Small business minister Paul Scully tried to reassure the public over the rising Covid rates across Europe on Monday morning by saying the UK was in a very different position.
Austria has become the first western nation to lockdown again following a surge of Covid infections, while Germany is thinking about making vaccinations mandatory and vaccine passports are being introduced in Wales, Scotland and Northern Ireland.
Downing Street, on the other hand, has maintained that it has no plans to introduce restrictions any time soon in England.
Addressing concerns about Europe, Scully told TalkRADIO: “Clearly we’ve got plan B in our back pocket, as any responsible government would do.
“But we’re in a very different position to the rest of Europe.
“We will always work on the latest data, but we want to make sure – we don’t see anything yet that suggests we’re going anywhere near plan B.”
Talk show host Julia Hartley-Brewer pushed for further promises that England would remain without restrictions for the foreseeable future, asking: “Why can’t the government reassure us that vaccine mandates and lockdowns won’t be imposed here?”
Scully replied: “The government has got a slightly different approach to the one you have espoused over the last 18 months – we will never say that we will never do something because we’ve seen the extraordinary situation which has been totally unprecedented.
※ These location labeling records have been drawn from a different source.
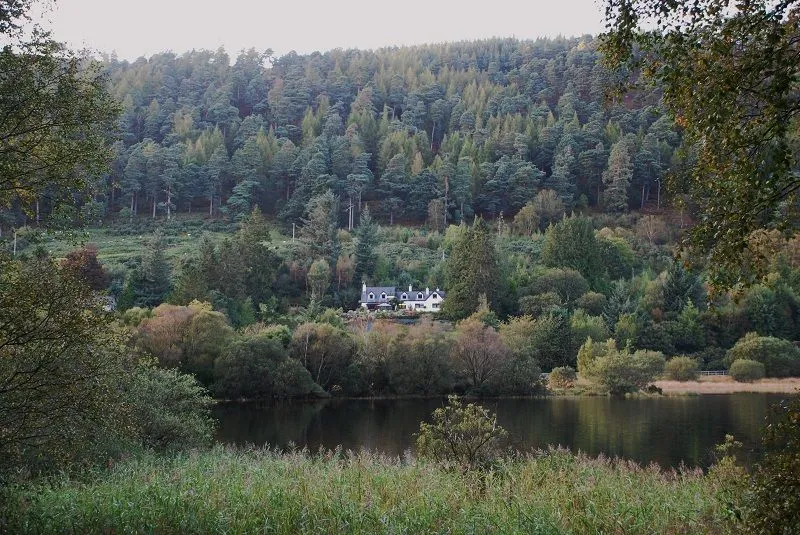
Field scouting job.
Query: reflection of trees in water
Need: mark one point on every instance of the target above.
(275, 424)
(664, 430)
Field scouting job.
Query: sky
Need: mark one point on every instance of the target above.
(134, 28)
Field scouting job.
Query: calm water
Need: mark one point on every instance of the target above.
(669, 431)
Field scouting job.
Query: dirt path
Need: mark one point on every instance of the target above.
(726, 385)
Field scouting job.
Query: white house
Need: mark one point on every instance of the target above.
(390, 297)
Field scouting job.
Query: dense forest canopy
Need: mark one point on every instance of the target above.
(481, 127)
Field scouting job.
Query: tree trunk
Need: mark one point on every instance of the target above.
(642, 204)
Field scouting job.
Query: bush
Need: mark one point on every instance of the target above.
(257, 368)
(774, 503)
(619, 372)
(171, 410)
(562, 377)
(746, 370)
(514, 377)
(681, 369)
(592, 302)
(466, 435)
(779, 357)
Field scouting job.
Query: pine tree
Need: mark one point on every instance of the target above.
(472, 270)
(617, 177)
(366, 242)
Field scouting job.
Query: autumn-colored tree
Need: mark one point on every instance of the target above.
(84, 263)
(479, 351)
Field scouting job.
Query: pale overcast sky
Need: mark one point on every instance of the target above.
(135, 28)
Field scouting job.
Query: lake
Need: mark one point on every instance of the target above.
(665, 430)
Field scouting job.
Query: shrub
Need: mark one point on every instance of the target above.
(592, 302)
(779, 357)
(681, 369)
(619, 372)
(746, 370)
(466, 435)
(514, 377)
(257, 368)
(171, 410)
(775, 501)
(562, 377)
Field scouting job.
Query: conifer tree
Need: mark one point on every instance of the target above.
(617, 177)
(472, 270)
(366, 242)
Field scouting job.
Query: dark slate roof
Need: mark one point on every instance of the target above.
(397, 293)
(412, 295)
(377, 291)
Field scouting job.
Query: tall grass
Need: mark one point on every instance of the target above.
(261, 491)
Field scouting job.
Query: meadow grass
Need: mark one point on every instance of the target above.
(261, 491)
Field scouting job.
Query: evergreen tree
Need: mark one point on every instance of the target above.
(472, 271)
(571, 243)
(617, 177)
(366, 242)
(150, 283)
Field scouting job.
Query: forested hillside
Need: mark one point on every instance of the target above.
(427, 133)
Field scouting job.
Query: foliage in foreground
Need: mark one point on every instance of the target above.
(746, 370)
(465, 435)
(774, 505)
(332, 492)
“But we’ve been really clear here, the fact that chasing the virus like we did last year didn’t particularly work, we know we don’t really want to be locking down unless something really radically changes, and there’s no suggestion that that’s anywhere near the case at the moment.
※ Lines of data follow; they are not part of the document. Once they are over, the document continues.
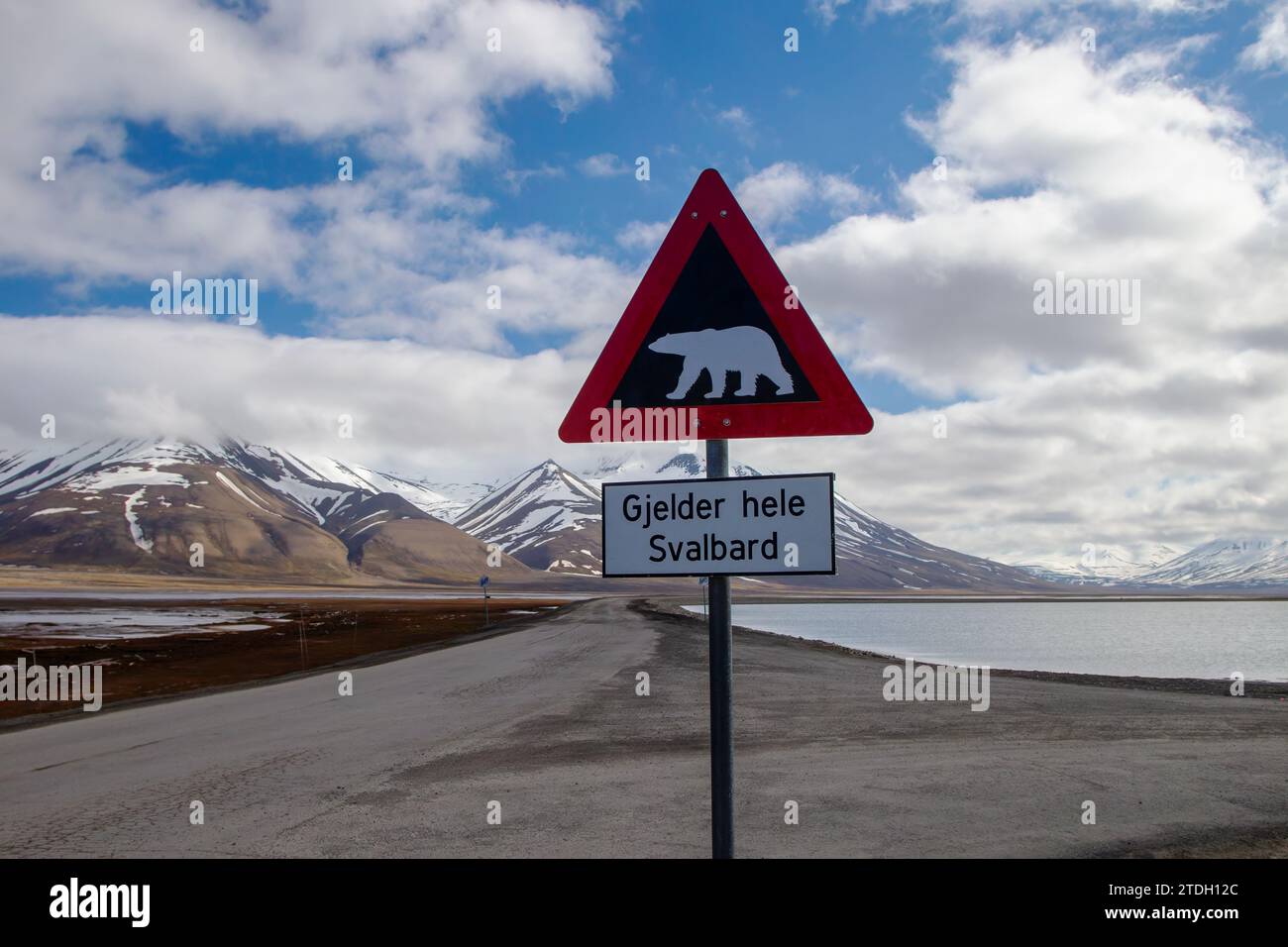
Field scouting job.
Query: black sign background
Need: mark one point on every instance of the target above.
(709, 292)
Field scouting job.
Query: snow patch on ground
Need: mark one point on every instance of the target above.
(133, 500)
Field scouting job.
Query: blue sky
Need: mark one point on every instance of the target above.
(516, 169)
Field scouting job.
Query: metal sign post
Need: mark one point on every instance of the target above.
(720, 659)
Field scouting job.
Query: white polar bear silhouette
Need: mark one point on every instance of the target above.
(746, 350)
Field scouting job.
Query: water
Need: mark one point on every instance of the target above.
(90, 624)
(1154, 639)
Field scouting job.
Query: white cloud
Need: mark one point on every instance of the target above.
(1270, 51)
(1065, 429)
(411, 82)
(827, 11)
(443, 411)
(639, 235)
“But we want to make sure like any responsible government would do, we do have a plan B, we are working through different scenarios and contingencies.”
Indeed, not everyone is concerned about the rising Covid cases across Europe.
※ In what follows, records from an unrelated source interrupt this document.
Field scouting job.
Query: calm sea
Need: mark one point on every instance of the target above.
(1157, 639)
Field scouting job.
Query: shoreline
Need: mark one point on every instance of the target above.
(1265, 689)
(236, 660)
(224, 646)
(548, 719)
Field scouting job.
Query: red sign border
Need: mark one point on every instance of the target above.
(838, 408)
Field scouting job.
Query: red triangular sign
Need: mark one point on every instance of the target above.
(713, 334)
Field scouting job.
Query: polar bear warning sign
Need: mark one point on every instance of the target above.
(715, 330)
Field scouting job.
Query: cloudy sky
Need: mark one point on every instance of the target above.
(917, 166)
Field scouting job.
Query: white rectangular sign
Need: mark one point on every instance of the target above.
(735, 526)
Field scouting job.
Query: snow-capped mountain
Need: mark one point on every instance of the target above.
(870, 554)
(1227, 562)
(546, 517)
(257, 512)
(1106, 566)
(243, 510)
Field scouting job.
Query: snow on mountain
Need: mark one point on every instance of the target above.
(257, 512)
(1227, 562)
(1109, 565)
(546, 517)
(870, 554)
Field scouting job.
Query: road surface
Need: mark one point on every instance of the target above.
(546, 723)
Professor Mark Woolhouse from Edinburgh University recently told The Observer: “I think the UK is ahead at present and Europe is following us.”
He claimed that the Delta variant “hit many European countries much later than it did in Britain”, and that it has now reached these nations when vaccine protection is beginning to wane.
However Covid cases have gradually crept up since the UK unlocked back in July.
Winter is considered the peak period for the virus as well, because people spend more time indoors making it easier for Covid to travel from one person to another.